Transparency is essential in a publicly funded supply chain and civilians or their representatives should hold the system accountable and report challenges [18, 32]. Supply crises due to international shortages, health system failure or other reasons, will continue to happen and emergency reporting and reactive mechanisms should exist to anticipate and react to these. End-user monitoring of the supply chain by patients and civil society has the potential to increase transparency and complement public sector monitoring systems.
S1 Table. Classification of ARV and TB medicines.
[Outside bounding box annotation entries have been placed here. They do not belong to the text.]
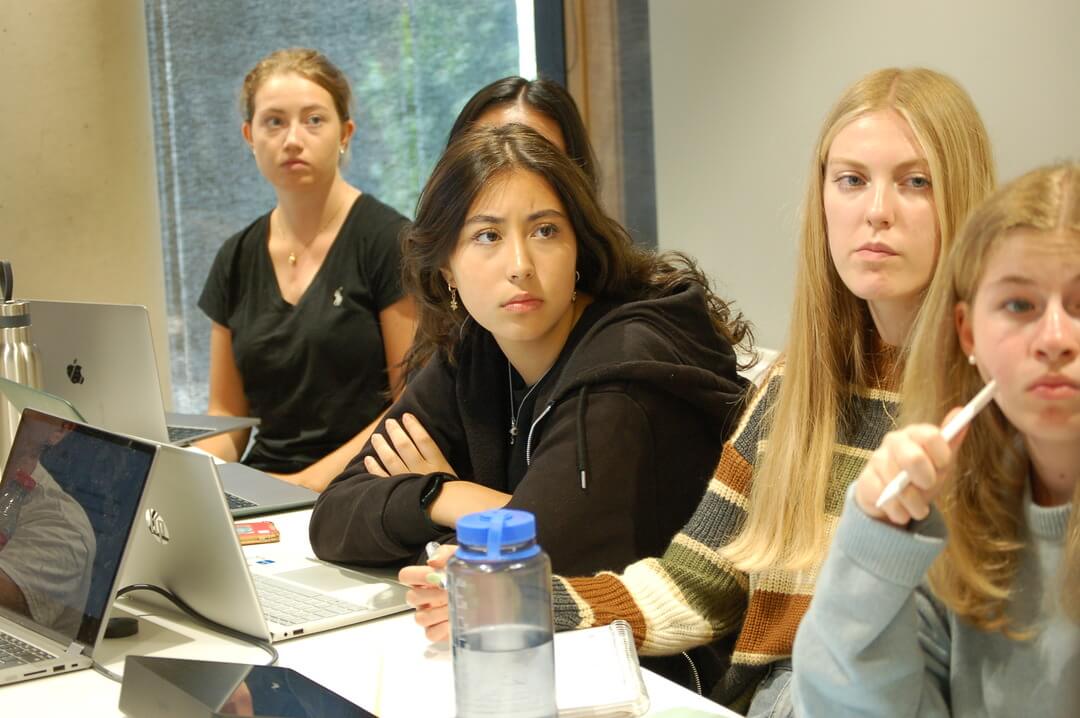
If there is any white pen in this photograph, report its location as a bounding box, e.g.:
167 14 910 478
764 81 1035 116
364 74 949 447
423 541 446 588
874 379 998 509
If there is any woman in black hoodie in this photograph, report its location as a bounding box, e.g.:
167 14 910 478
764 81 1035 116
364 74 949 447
310 124 750 574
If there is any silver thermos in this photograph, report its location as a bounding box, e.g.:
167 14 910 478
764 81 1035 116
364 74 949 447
0 261 42 468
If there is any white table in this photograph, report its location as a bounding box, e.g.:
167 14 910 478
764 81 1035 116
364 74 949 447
0 511 737 718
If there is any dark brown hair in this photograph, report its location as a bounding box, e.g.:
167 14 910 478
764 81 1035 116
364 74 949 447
240 48 352 122
402 124 753 376
446 76 599 187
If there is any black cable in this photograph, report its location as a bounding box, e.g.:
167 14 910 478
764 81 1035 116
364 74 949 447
94 583 278 682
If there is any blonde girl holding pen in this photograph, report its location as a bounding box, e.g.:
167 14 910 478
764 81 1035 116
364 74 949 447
794 163 1080 717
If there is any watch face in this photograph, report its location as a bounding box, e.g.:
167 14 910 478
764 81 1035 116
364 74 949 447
420 474 449 509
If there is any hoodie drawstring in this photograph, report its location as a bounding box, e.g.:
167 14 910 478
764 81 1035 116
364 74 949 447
525 384 589 491
578 384 589 491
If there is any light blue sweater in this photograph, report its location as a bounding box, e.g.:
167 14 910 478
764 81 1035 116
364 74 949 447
793 487 1080 718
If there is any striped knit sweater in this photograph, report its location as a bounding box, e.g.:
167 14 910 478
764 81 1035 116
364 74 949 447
553 367 899 713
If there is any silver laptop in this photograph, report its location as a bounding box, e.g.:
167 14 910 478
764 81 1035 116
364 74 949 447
0 409 157 685
30 299 258 445
115 446 409 640
0 377 319 518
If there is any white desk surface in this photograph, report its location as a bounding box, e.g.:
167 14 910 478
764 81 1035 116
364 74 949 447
0 511 737 718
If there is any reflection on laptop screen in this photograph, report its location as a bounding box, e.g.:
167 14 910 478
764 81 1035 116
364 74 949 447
0 409 156 645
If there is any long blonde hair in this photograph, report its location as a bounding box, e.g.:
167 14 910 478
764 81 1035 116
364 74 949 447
902 163 1080 635
725 68 995 571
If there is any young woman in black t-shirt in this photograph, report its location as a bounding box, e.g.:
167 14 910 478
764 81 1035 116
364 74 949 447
199 50 416 490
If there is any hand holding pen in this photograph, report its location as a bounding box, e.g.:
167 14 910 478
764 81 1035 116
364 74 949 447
397 541 457 641
855 379 997 526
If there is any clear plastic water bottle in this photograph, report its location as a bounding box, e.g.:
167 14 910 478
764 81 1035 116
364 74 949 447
446 509 557 718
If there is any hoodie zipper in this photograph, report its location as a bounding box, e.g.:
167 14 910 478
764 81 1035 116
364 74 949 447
525 402 555 466
683 651 704 695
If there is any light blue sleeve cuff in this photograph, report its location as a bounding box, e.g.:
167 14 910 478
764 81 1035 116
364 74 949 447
833 484 945 588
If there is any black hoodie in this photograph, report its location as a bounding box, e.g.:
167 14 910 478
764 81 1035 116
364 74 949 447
310 286 747 575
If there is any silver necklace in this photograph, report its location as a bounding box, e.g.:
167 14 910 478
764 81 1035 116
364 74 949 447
507 360 555 446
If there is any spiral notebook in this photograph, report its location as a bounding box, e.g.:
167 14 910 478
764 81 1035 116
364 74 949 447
555 621 649 718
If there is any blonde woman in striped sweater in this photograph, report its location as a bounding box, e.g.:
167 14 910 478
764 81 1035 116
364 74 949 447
401 69 995 716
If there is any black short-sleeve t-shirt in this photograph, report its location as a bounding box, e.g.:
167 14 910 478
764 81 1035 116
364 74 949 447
199 193 408 473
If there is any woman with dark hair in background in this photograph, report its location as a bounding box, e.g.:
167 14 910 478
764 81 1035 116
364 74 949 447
447 76 599 188
311 124 748 571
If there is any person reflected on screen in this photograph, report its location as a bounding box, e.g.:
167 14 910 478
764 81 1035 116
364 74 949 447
0 416 97 638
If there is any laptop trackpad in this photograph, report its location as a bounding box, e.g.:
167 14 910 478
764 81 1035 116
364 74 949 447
274 566 402 608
HIV Medicines: 3TC–Lamivudine; ABC–Abacavir; AZT–Zidovudine; ATV–Atazanavir; ddI–Didanosine; DRV–Darunavir; d4T –Stavudine; EFV–Efavirenz; FTC–Emtricitabine; FDC–Fixed-Dose Combination of TDF, FTC and EFV; LPV–Lopinavir; NVP– Nevirapine; RTV or /r–Ritonavir; TDF–Tenofovir. TB Related Medicines: IPT–Isoniazid Preventive Therapy; R/H–Rifampicin/Isoniazid; RHZE–Rifampicin/Isoniazid /Pyrazinamide/Ethambutol; E–Ethambutol; ETO–Ethionamide; INH–Isoniazid (for preventive therapy); Km–Kanamycin; Lvx–Levofloxacin; R–Rifampicin; Z–Pyrazinamide; Vit B6 –Vitamin B6 or pyridoxine. * Medicines prescribed as first-choice treatment for the large majority of the patient cohort with no demonstrated resistance to ARVs, were classified as “first-line ARVs.” ** ARVs prescribed for the majority of patients who demonstrated resistance to first-line ARVs were classified as “second-line ARVs”. *** ARVs used for patients who experienced side-effects or resistance to the most frequently used first- and second-line treatment were classified as “ARVs for exceptional cases”. **** All medicines for which the formulation and/or dosage has been adapted for administration to children were classified as paediatric ARVs. These adaptions allow for the variation in children’s weights and ability to swallow pills. ***** For this analysis, only NVP solution for children was classified as an ARV for PMTCT, as it is primarily used in infants of HIV-positive mothers.